И он продолжает рассказывать про свою коллекцию трубок, чуть понизив голос, увлеченно и самозабвенно. Отвлекая внимание, он как бы украдкой медленно выдвигает тайный Аришин ящик, в беспорядке набитый ржавыми булавками, отслужившими век велосипедными цепями, ссохшимися трупиками мотыльков, размокшими конвертами, мятыми перышками из крыла голубя, разным другим ранящим ее душу хламом. Рассказывая, он как будто решительно выгребает все ее прошлое, пошловатое и безутешное, вытряхивает его в мусорный пакет, сдувает с него пыльцу и пыль.

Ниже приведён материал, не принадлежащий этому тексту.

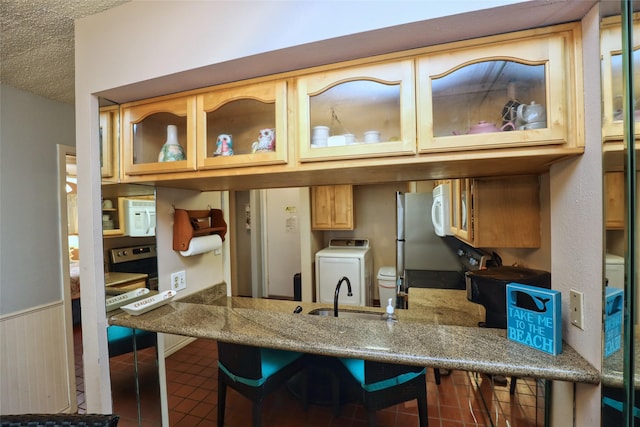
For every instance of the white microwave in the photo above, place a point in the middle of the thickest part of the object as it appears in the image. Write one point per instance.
(440, 210)
(140, 217)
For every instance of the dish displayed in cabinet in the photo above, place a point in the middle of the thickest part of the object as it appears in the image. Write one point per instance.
(159, 136)
(364, 111)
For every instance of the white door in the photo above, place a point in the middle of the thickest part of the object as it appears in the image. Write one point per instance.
(331, 270)
(281, 233)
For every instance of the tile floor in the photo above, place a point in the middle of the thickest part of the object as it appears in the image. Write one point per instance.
(461, 400)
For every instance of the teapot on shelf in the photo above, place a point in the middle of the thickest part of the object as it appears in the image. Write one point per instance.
(486, 127)
(531, 113)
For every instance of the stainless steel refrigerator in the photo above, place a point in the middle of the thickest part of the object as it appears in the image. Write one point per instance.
(424, 259)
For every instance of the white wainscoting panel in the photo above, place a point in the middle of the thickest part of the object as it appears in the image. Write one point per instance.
(33, 361)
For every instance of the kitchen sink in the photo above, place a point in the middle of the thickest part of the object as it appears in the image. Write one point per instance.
(349, 314)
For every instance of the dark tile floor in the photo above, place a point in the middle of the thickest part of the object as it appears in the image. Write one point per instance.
(461, 400)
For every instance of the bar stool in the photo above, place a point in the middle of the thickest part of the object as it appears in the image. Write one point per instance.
(386, 384)
(255, 372)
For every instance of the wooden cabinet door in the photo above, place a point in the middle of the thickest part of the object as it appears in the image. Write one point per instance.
(332, 207)
(349, 104)
(109, 124)
(145, 131)
(463, 93)
(614, 196)
(255, 118)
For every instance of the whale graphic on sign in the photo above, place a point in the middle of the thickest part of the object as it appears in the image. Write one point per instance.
(528, 302)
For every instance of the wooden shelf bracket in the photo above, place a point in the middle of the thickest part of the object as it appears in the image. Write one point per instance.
(188, 224)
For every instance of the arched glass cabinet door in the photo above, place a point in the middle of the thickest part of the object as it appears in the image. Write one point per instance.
(241, 126)
(158, 136)
(519, 90)
(621, 356)
(357, 112)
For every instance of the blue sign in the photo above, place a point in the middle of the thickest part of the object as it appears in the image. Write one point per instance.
(534, 317)
(614, 302)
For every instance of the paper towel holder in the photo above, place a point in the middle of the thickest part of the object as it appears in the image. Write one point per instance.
(188, 224)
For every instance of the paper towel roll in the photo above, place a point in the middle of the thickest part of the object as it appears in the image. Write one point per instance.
(199, 245)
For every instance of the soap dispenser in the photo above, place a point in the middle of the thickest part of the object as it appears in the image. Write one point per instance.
(390, 315)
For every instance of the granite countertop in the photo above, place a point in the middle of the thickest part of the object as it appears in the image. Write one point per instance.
(424, 335)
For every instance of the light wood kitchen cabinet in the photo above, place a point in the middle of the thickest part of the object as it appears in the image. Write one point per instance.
(614, 197)
(109, 147)
(497, 212)
(399, 116)
(612, 85)
(332, 207)
(255, 119)
(146, 128)
(357, 112)
(468, 95)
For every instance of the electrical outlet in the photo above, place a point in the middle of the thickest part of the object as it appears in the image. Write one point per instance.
(179, 280)
(576, 305)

И заполняет освободившееся пустое пространство своими трубками. На смену всех печалей Ариши, вместо ее мутных, оплаканных дней выстраивается стройный, чарующий ряд. Одна к одной. Как коленки. Как тайники запретного наслаждения. Медленно, мерно, очень аккуратно. Самая обычная, зато фамильная дедушкина трубка из груши. Дед курил ее на даче, в саду, окруженный соседскими старичками, вечно что-нибудь глубокомысленно привирая и приукрашивая о своей прожитой жизни. Темно-коричневая трубка из бука, подарок коллег на защиту кандидатской. Это официальная версия. А на самом деле – это подарок первой любовницы, аспирантки из Владикавказа. Его дочери в тот момент исполнилось три месяца от роду. Но девушка была рыжая и такая нежная, что какое-то смутное чувство к ней осталось до сих пор. Пенковая трубка с резьбой, тоже подарок, а вот от кого – не сказал, суровая личная тайна. Трубка из пластика, фиктивная, вроде украшения интерьера, безобидный и малоприменимый для курения муляж. Купил ее в Риге, на барахолке. Хотел произвести впечатление на одну даму. А лучше бы и не покупал вовсе. Да, в дамах недостатка у него не было никогда. И он знакомит Аришу с несколькими бриаровыми трубками. Находит их среди нагромождения своей коллекции, бережно вылавливает из серванта, почти не задевая остальные, не нарушая навсегда установленный здесь порядок. Он по-особому поглаживает и осматривает каждую, с гордостью и заботой. Он подносит их ближе, чтобы Ариша могла рассмотреть рисунок древесины, изгиб и кривизну. Чтобы она уловила темперамент каждой, почувствовала едва уловимый аромат табака, наполняющие их черноту и гарь.